Que feront les syndicats entre-temps ? Leur pitoyable comédie est bien rodée. Ils menaceront de boycotter telle ou telle séance de négociation, nous inviteront à dépoussiérer nos banderoles en battant le pavé tous ensemble à condition que ce soit plutôt… séparément.
À l’occasion, le gouvernement fera mine de leur donner un os à ronger, par exemple en relançant le débat sur la pénibilité, ou bien en promettant des mesurettes pour améliorer les pensions des femmes…
Thibault jouera la carte du rassembleur avec un air pénétré. Si le front vient à lâcher, il dissimulera ses propres renoncements en chargeant ses petits camarades et déplorera aussi la faible combativité des salariés.
Jaune de plaisir après sa réélection à la tête de la CFDT au mois de juin, Chérèque proposera l’adoption d’un autre système de retraite (par points ou par comptes notionnels). Lire : une usine à gaz dans laquelle le calcul de la pension prend en compte l’intégralité de la carrière, ce qui aboutirait à une baisse du niveau des pensions et mettrait un terme à la solidarité intergénérationnelle. Enfin, après avoir dévidé ses propositions, progressistes sur la forme mais franchement régressives sur le fond, et bien gonflé son auditoire, le barbichu à voix de crécelle fera comme d’habitude, il signera les torchons qu’on lui placera sous le nez.
Mailly, vexé d’être considéré comme quantité négligeable, poussera quelques gueulantes. En raccourci il fera du Blondel, la faconde et le cigare en moins.
Ici, chers lecteurs, complétez la liste de ceux qui tournicoteront également autour de Fillon et Parisot, puis, à l’issue du cycle des négociations, s’évertueront à nous persuader que, grâce à leur pugnacité, nous l’avons échappé belle au motif que nous ne prendrons qu’un seul coup de poing dans la gueule alors que le patronat et le gouvernement comptaient nous en mettre deux.

Borner notre horizon ou l’élargir ?
Oui nous devons revendiquer :
– L’âge de départ à taux plein à 60 ans, avec un départ à 55 ans pour les salariés ayant effectué des travaux pénibles et le maintien des régimes spéciaux.
– L’indexation des pensions sur les salaires afin de maintenir la parité d’évolution des revenus entre actifs et retraités.
– L’indexation des « salaires portés au compte » pour le calcul du montant de la retraite sur l’évolution des salaires.
– La garantie d’un taux de remplacement de 75 % du salaire calculé sur les six derniers mois pour tous, secteur privé et public.

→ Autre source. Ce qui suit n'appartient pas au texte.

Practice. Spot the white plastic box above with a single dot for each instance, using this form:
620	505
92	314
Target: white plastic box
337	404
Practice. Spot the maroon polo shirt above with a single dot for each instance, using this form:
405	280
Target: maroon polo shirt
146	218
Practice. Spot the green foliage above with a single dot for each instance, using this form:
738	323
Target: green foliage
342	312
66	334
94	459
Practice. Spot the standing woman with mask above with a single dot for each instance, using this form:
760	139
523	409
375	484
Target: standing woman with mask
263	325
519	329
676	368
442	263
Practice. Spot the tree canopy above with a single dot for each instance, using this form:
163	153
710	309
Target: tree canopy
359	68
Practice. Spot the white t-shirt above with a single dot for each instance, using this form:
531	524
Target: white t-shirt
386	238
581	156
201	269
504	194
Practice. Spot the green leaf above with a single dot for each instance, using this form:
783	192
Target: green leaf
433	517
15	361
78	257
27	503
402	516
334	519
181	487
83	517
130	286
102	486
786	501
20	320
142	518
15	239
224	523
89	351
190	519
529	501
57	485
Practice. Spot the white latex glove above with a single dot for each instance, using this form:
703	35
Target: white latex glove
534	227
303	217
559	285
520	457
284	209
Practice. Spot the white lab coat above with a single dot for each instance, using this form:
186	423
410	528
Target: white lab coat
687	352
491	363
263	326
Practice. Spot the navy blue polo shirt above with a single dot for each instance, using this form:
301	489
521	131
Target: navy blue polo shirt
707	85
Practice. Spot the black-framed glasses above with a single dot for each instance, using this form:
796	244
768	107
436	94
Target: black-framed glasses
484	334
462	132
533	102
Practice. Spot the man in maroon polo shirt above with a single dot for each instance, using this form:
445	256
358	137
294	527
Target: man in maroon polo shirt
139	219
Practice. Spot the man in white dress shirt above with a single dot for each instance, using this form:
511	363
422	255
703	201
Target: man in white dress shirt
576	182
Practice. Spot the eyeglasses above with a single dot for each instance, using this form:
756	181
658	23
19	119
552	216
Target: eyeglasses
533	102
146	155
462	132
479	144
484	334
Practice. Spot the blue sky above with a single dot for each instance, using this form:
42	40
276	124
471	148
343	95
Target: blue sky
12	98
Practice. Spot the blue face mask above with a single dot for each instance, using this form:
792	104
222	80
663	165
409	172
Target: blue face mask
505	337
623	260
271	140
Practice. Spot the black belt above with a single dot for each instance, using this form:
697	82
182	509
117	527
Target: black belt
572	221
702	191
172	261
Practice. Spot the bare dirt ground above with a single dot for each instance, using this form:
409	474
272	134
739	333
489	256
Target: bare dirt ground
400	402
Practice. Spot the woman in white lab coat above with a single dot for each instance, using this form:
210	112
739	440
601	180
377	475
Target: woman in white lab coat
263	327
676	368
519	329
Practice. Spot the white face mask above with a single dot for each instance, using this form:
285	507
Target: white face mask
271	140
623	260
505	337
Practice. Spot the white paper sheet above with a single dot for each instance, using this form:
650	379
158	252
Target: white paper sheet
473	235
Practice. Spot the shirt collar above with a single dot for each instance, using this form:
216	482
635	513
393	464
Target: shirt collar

– 37,5 annuités de cotisations pour avoir une retraite à taux plein et en premier lieu l’abandon de la règle adoptée en 2003 qui affecte les deux tiers de la croissance de l’espérance de vie à l’augmentation de la durée de cotisation.
– La validation des périodes de chômage et d’étude dès l’âge de 18 ans.
– Pas de retraite inférieure au Smic
Comment financer ces mesures ? La fondation Copernic et Attac (deux belles boîtes à outils et à idées utilisées par les rares syndicats qui se battent pour favoriser l’émergence d’un monde plus juste… mais aussi par ceux qui prétendent partager cette démarche) partent d’un constat très simple : il faut rééquilibrer la part des salaires dans la valeur ajoutée. Cela pourrait prendre la forme d’une augmentation de la part des cotisations sociales qui serait compensée par une baisse des dividendes versés aux actionnaires, ce qui permettrait de ne pas toucher à l’investissement productif.
Fort bien, tout ceci est très réaliste et parfaitement atteignable sous réserve que le camp du travail se donne les moyens de faire plier le patronat et le gouvernement. À supposer que ce soit le cas, chose dont nous serions les premiers à nous réjouir pour une infinité de raisons, nous n’aurions remis en question le système capitaliste qu’à la marge.
Approfondissons la question. Les analyses de Copernic s’inscrivent dans un cadre théorique qui s’appuie sur des piliers rarement remis en question, parmi lesquels figurent en bonne place la répartition de la valeur ajoutée, le temps de travail, les évolutions démographiques et le PIB, étant entendu que les travaux de Copernic et sa « parentèle » portent sur bien d’autres champs avec une rigueur et une qualité de réflexion dignes de la plus grande estime.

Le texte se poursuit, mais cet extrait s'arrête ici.